Там уже трое этих сидели, узнал их по бейджикам, повешенным на шею. А они по тому же признаку узнали меня: увидели сразу, что свой. Один из них, с длинной седой бородой, пригласил жестом руки подсесть; у них графинчик стоял на столе, лежали бутерброды на блюдечках. До фуршета дотерпеть сил у них не было; я их понимаю. Взял себе у стойки нелепые восемьдесят, подсел к ним, представился. Почему «нелепые»? Потому что нелепые. Потому что ни то ни сё. И это называется «двойная»? Если одинарная меньше пятидесяти, это то же самое, что вообще ничего. А два раза этого ничего – и не пятьдесят, и не сто в итоге, а какие-то нелепые восемьдесят. В этом отношении я принципиальный антизападник.
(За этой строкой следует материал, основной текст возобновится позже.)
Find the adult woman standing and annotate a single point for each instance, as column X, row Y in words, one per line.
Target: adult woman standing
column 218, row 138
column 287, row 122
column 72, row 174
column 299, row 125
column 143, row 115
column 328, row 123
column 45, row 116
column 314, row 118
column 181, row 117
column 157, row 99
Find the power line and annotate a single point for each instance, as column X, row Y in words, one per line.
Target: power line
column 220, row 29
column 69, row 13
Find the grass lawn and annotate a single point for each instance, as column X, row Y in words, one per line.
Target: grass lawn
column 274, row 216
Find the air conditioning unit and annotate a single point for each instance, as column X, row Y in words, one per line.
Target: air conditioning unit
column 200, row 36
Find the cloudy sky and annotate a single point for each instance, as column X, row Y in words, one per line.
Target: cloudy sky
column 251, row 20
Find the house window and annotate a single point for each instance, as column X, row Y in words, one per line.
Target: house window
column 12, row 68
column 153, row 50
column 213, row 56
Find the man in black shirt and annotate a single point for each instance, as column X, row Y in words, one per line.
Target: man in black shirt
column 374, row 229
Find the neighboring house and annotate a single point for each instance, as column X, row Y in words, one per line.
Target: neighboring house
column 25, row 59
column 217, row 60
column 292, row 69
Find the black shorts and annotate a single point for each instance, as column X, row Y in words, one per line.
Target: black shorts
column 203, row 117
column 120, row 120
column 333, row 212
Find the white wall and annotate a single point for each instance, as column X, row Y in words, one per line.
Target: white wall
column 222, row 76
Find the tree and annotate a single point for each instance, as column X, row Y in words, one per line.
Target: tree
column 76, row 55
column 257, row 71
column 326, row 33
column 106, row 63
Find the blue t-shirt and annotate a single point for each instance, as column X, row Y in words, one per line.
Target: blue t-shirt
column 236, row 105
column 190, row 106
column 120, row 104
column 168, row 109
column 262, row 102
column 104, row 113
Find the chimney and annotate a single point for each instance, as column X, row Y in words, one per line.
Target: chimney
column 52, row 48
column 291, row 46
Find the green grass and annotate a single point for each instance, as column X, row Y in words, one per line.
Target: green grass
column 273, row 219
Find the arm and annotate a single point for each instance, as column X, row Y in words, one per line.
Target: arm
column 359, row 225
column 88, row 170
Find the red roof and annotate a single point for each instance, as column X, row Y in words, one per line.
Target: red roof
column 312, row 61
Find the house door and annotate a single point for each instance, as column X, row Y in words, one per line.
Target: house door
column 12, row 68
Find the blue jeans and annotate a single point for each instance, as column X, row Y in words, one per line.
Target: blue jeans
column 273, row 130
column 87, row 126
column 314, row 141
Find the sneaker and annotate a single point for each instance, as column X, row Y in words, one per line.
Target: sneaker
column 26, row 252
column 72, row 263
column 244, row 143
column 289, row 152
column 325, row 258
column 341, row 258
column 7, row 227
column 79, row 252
Литературоведы, узнав, что я актёр и что намерен прочесть на их торжественном мероприятии стихотворение «Похороны», очень обрадовались и похвалили меня за выбор, правда, один сначала засомневался, правильно ли читать про похороны, если тут день рождения, но я ответил ему, что, во-первых, спасибо, я и не знал, что он родился, знал, что родился и умер зимой, но не помнил, что сначала – умер или родился, а во-вторых, какая разница – не самого же Некрасова хоронят в его «Похоронах», там ведь погребают самоубийцу, чужака, застрелившего себя из ружья на чужой сторонушке, – так? – и те двое меня поддержали, сказали, что да, всё так, это очень некрасовское стихотворение, одно из лучших, и что, конечно, уместнее будет про это, чем про Музу, которую бьют кнутом.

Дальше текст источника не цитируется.